Content is king, but it’s also slippery.

Earlier this week, news broke that the first 10 episodes of Netflix’s Orange Is The New Black had been released early on torrent sites. This is obviously painful for the subscription video giant because the women’s prison show has been one of its most popular properties. Netflix doesn’t share a lot of numbers, but its executives do often say that making it easy for customers to come and go is part of their business model.

It stands to reason that they see a big uptick in returning customers right before a piece of popular original content comes out. So releasing most of the season for free could hurt revenue.

There’s another, smaller but growing industry that relies on building buzz around content and releasing it on a predictable schedule, increasing demand as shows progress: podcasting. The most recent survey from Edison research suggests that 24 percent of Americans listen to podcasts on a monthly basis, and 44 percent of podcast listeners fall into the 18-34 year old age group.

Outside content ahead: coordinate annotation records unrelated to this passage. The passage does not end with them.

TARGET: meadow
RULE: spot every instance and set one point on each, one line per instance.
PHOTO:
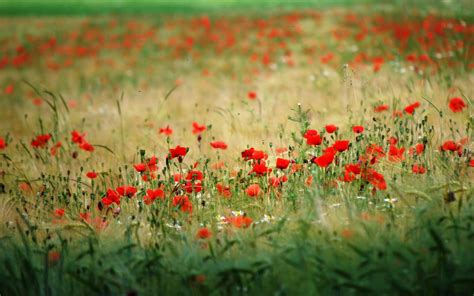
(295, 150)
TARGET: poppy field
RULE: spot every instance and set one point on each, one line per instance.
(303, 151)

Most podcasts are given away for free (though not all), but that doesn’t mean they want their work to go out early or to go on channels they don’t control. Additionally, branded content has been one of the most successful areas for revenue growth, as we have previously reported. When a big brand hires a company to produce programming that extols its virtues, it wants to control every facet of its distribution.

So we wondered: have podcasting companies thought through security practices to make sure episodes don’t get stolen early?

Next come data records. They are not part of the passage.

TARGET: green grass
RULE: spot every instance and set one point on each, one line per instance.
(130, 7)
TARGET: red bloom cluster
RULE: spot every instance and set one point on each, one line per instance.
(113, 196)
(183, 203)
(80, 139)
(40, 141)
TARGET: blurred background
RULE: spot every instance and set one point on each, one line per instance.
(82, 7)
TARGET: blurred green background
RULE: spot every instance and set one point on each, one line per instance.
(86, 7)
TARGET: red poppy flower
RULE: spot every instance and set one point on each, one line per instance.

The industry has a lot in common with the original video industry. In particular, people work in different places, files get shared and different professionals work on different pieces of the overall production. One editor cuts it down, someone else might optimize the sound and another person comes in to add sound effects or music. The more offices a show gets shared with, the more chances a cybercriminal has to steal it.

“In short, file exchanges with production companies and client are largely done via Google Drive and Dropbox,” Corey Coates, a manager at podcast production company Podfly, wrote the Observer in an email. “From there, many production houses use Adobe Creative Cloud for collaboration with show runners, engineers, and producers.” Other sources with knowledge of the industry confirmed Coates’ account.

Coates added that some Podfly clients require sharing files using their own proprietary software, especially if they have regulatory compliance consers. Filesharing may be secure, but the Netflix hack showed that the computer a vendor downloads a file to still might not be.

The Observer reached out to many of the biggest companies in podcasting, both original content companies and producers for hire. Most of them did not reply. One of the newer companies, Brooklyn’s Two-Up Production which makes Limetown, sent us a candid reply, which we suspect reflects the general state of security in podcasting.

Co-founder Zack Akers wrote the Observer in an email that it had just begun thinking about more serious security protocols (perhaps as recently as our query). “We have started the process of making sure all our IP is stored on a private server with two-step verification as a bare minimum going forward,” he wrote, “but there will be more precaution taken beyond that, especially in light of recent events.”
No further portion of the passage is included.